The main efficiency issue is whether it's returning a view or a copy. In this case it has to return a copy.
You are using a boolean mask to select the return, exactly the same as what np.delete does in this case.
In [544]: np.delete(data,1,2).shape
Out[544]: (2, 3, 3)
In [545]: np.delete(data,0,0).shape
Out[545]: (1, 3, 4)
So you could replace much of your interals with delete, letting it take care of generalizing the dimensions. Look at its code to see how it handles those details (It isn't short and sweet!).
def rand_delete():
# suppose `data` comes from elsewhere
# data.shape is (n1, n2, n3)
while True:
drop_dim = nr.randint(0, 3)
drop_dim_keep = nr.randint(0, shape[drop_dim])
print(drop_dim, drop_dim_keep)
yield np.delete(data, drop_dim_keep, drop_dim)
In [547]: v1=rand_delete()
In [548]: next(v1)
0 1
Out[548]:
array([[[ 0, 1, 2, 3],
[ 4, 5, 6, 7],
[ 8, 9, 10, 11]]])
In [549]: next(v1)
2 0
Out[549]:
array([[[ 1, 2, 3],
[ 5, 6, 7],
[ 9, 10, 11]],
[[13, 14, 15],
[17, 18, 19],
[21, 22, 23]]])
Replace the delete with take:
def rand_take():
while True:
take_dim = nr.randint(0, 3)
take_keep = nr.randint(0, shape[take_dim])

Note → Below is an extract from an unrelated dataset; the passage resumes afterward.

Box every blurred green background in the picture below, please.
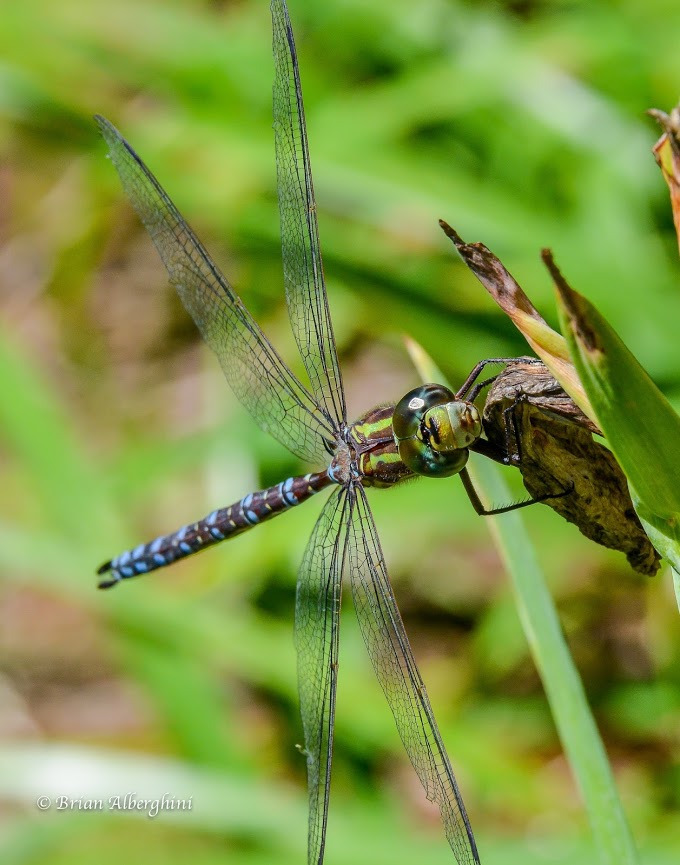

print(take_dim, take_keep)
yield np.take(data, take_keep, axis=take_dim)
In [580]: t = rand_take()
In [581]: next(t)
0 0
Out[581]:
array([[ 0, 1, 2, 3],
[ 4, 5, 6, 7],
[ 8, 9, 10, 11]])
In [582]: next(t)
2 3
Out[582]:
array([[ 3, 7, 11],
[15, 19, 23]])
np.take returns a copy, but the equivalent slicing does not
In [601]: data.__array_interface__['data']
Out[601]: (182632568, False)
In [602]: np.take(data,0,1).__array_interface__['data']
Out[602]: (180099120, False)
In [603]: data[:,0,:].__array_interface__['data']
Out[603]: (182632568, False)
A slicing tuple can be generated with expressions like
In [604]: idx = [slice(None)]*data.ndim
In [605]: idx[1] = 0
In [606]: data[tuple(idx)]
Out[606]:
array([[ 0, 1, 2, 3],
[12, 13, 14, 15]])
Various numpy functions that take an axis parameter construct an indexing tuple like this. (For example one or more of the apply... functions.